Thank you for all, this is beautiful.

[Gerson W. Barbosa]

(02-12-2020 10:01 PM)pinkman Wrote:  

(02-11-2020 10:48 PM)Gerson W. Barbosa Wrote:  Only linear convergence, but better than waiting forever for a just few digits.
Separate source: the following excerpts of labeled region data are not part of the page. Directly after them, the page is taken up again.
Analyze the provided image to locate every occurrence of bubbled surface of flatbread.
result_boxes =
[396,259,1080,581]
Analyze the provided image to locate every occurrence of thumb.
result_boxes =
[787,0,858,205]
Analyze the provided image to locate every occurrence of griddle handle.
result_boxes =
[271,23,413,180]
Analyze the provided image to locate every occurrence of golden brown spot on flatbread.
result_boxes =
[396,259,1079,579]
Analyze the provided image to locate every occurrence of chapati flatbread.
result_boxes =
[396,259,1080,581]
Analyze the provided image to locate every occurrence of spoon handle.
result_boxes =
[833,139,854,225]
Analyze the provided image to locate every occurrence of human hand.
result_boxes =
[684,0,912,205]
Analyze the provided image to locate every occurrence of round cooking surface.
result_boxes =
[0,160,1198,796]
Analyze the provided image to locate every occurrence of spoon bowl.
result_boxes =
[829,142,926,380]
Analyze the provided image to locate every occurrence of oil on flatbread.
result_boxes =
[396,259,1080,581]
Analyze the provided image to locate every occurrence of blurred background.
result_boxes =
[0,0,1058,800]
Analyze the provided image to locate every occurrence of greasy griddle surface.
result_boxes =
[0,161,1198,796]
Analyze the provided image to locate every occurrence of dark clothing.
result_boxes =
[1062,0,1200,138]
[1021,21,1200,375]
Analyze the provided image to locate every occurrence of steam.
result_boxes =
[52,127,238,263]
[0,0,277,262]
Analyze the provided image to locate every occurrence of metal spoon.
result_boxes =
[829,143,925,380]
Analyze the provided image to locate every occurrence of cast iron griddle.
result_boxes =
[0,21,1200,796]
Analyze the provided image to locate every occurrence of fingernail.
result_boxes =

Thank you for all, this is beautiful.

Thank you and your cousin for having started that conversation about the Wallis Product and posting here, otherwise I probably wouldn’t have tried. Unlike approximation polynomials, the equivalent continued fractions usually follow beautiful patterns. Once you have a continued fraction, those polynomials are just their successive approximants. For instance,

Simplify [1 + 1/(4 n + 3/(2 - 1/(4 n + 5/2)))]

-> (64 n^2 + 72 n + 23)/(64 n^2 + 56 n + 15)

= (n^2 + 9n/8 + 23/64)/(n^2 + 7n/8 + 15/64)

This technique had worked previously for other slowly convergent series, so I guessed it would work for Wallis as well.